Although new complaints about consumer credit fell by one-third, the total number of upheld credit complaints was actually larger than last year. FOS suggests that the only reason credit complaint volumes were down was that a number of short-term lenders entered administration during the financial year.

The uphold rate for CMC complaints was also above average at 42%, as was the uphold rate for financial advisers (35%).

29% of all investment and pension complaints were upheld, but FOS remains concerned about self-invested personal pensions, where the uphold rate was 52%, more than twice as large as the 24% figure for standard personal pensions.
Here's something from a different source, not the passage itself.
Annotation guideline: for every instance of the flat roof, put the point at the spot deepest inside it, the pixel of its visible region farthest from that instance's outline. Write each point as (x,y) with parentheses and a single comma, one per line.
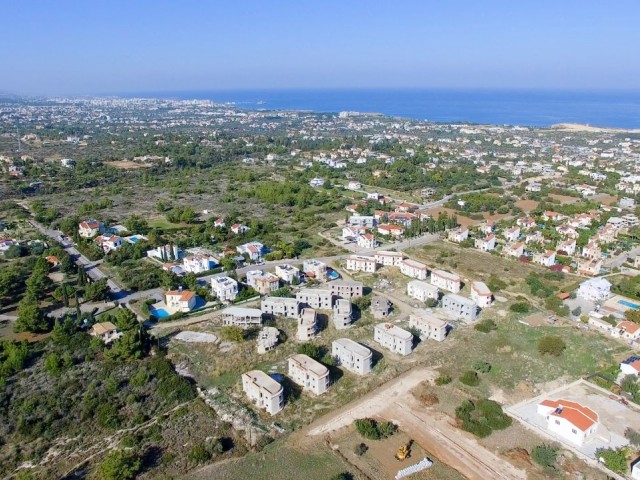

Although it remained the most complained about product, only one in six (17%) of PPI complaints were upheld. Packaged bank accounts have also been a fertile area for CMCs in the past, but this product also had a low uphold rate of 15%.

Chief ombudsman Caroline Wayman commented:

“The fundamentals of good customer service, and good complaint handling, are constant, and the majority of financial businesses know this. However, some businesses still need to put fairness first in how they handle customer complaints.”


At the same time as its annual review was issued, FOS released its five-year strategy document, entitled ‘Contributing to a fairer financial world’. The three strategic priorities for FOS between now and 2025 are:


  • Enhancing its service
  • Preventing complaints and unfairness arising
  • Building an organisation with the capabilities it needs for the future


The information shown in this article was correct at the time of publication. Articles are not routinely reviewed and as such are not updated. Please be aware of the facts, circumstances or legal position may change after publication of the article.